Invited Paper PS+AS+SS-WeA3
Plasma-Surface Interactions at Low and High Pressure
Wednesday, October 21, 2015, 3:00 pm, Room 210B
This talk will review studied of the interactions of low pressure Cl2, HBr, and O2 inductively-coupled plasmas with reactor chamber walls, with and without Si etching, using the “spinning wall” technique. The spinning wall is part of the reactor chamber walls, allowing near-real-time analysis of the composition of surface layers via Auger electron spectrometry, and determination of species desorbing off the walls by mass spectrometry. Langmuir-Hinshelwood (L-H) reactions, with surface residence times > 0.5 ms can be studied by this technique. Many commonalities were found for the different source gas plasmas. For example, when the walls were coated with SiOx or AlOx layers, A + B recombination reactions including O + O, O + Cl, Cl + Cl and H + Br are detected, provided that the surface contains a level of oxygen above some critical value.
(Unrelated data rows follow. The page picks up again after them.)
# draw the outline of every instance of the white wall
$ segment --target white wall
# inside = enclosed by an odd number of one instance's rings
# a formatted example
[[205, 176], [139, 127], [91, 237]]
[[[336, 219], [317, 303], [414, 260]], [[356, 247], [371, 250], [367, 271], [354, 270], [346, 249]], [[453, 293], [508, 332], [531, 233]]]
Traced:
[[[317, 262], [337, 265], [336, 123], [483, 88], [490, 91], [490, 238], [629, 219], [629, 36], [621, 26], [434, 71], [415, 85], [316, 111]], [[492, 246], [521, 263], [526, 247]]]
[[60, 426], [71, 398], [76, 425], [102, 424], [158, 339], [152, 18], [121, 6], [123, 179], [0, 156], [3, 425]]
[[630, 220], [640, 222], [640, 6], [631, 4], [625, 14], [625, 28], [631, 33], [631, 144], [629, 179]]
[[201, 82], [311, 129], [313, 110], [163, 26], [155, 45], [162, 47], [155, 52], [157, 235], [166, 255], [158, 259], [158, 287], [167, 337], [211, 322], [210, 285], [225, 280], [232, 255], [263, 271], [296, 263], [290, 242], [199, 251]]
During Si etching, surfaces coated with Si-halide products tend to be less catalytic toward L-H recombination reactions, while Si-oxyhalides films formed on chamber walls when oxygen is present in the plasma are much more active in promoting L-H recombination, as well as adsorption and delayed desorption of Cl2. At most sites, O is believed to be in the inactive form of Si-O-Si. In relatively few cases, O cannot coordinate to a second Si and the active Si-O- forms. This quickly forms Si-O-A and then mobile B on the surface forms Si-O-AB, followed by desorption of AB, which could also be delayed. For all of the products observed, formation and desorption of AB is exothermic. Si etching with small oxygen addition leads to "sticky" products with a range of masses up to at least the limit of our mass spectrometer (m/e = 500) that desorb from chamber wall surfaces in ms to min after plasma exposure. Gaseous products contain -O-Si-O- linkages are prominent, in addition to Si-mono and tri-halides. In HBr-containing plasmas, products contain little or no H. Experiments have also begun to study plasma-surface interactions at atmospheric pressure. Species present within one mean free path of a quartz substrate exposed to a He jet plasma in ambient air and in a sealed chamber with gas additives are spatially resolved using a new near-field optical emission spectroscopy method.